逆に言えば、役割を取り払った本当の意味での自由な"個人"と"個人"が繋がり合うというのは、けっこう難しい。
だから普通、愛を得るためには、自己を家庭や社会の役割に縛り付ける必要がある。カーペンターズの言う「自由はあなたにさよならを言わせるだけ」や「代償なしには何も得られない」という事はこういう事であろう。
TAKUROの『祝祭』への昇華
『祝祭』では、
"True love to be loved in freedom only"
という一節が追加されている。
"真に愛することも、真に愛されることも、自由のなかにこそ存在する"という意味だろうか。
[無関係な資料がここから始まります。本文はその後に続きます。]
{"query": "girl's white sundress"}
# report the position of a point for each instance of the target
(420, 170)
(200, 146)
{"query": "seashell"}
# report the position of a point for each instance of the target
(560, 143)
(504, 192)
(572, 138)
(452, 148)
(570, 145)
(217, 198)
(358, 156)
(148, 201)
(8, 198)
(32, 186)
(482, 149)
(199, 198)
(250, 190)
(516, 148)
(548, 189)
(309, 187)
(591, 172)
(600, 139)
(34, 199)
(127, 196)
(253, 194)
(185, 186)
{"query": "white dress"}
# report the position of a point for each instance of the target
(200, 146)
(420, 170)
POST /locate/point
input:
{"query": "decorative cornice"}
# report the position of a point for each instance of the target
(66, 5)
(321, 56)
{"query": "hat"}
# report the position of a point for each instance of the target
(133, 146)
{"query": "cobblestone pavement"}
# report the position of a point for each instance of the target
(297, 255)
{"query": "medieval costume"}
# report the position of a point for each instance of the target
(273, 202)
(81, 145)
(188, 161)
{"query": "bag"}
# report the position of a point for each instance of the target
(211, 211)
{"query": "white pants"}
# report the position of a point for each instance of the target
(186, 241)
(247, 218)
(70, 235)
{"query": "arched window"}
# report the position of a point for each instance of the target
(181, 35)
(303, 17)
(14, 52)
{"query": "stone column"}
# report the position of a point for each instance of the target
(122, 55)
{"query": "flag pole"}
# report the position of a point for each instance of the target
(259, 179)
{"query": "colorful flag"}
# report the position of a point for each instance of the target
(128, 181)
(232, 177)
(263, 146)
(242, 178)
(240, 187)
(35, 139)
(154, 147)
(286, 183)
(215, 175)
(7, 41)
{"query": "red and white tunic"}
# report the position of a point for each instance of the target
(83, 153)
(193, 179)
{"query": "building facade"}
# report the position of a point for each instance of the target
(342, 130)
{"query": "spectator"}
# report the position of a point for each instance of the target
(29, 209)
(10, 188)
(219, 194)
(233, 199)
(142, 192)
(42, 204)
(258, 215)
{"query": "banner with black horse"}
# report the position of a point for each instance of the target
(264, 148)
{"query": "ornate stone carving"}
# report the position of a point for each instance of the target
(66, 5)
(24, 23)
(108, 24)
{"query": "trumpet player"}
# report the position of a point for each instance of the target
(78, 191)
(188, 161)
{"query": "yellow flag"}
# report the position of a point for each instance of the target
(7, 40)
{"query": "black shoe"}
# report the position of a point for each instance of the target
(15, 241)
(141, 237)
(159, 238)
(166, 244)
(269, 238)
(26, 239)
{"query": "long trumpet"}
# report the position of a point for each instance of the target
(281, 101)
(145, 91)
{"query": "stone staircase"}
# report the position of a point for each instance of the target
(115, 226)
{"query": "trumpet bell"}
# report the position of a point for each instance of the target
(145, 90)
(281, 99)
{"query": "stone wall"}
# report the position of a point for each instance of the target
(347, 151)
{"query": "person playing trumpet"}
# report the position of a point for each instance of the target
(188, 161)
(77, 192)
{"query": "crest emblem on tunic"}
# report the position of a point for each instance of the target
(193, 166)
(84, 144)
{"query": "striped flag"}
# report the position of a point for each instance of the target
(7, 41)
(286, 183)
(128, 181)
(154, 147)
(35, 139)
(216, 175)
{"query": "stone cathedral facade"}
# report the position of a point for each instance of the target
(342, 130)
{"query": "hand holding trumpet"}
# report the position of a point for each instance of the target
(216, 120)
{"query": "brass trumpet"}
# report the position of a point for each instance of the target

この曲は、自由を求めて戦い続ける人々の、勝利への渇望が描かれている。
今とは違う世界を追い求めることは、取りも直さず現状を壊して変化し続けることを意味する。さらにその中で人は間違いを犯したり後悔をしたりもする。しかし、人間とは本当は存在そのものが尊いものだ。
服従、連帯、家族、そういった関係性から解き放たれてもなお、人というものはそれだけで尊く、その果てに、人が、人の存在自体を愛することができたら、それこそが真の愛と言えるのではないか?
たとえば、家族だからとか、同じ国民だからといった枠組みを超えて人を愛することができたら、それは真の愛だろう。
また、今私が愛する人と、関係性や姿が変わっても愛し愛されること、それこそが真の愛だろう。
TAKUROはそんな事を言っている気がするのだ。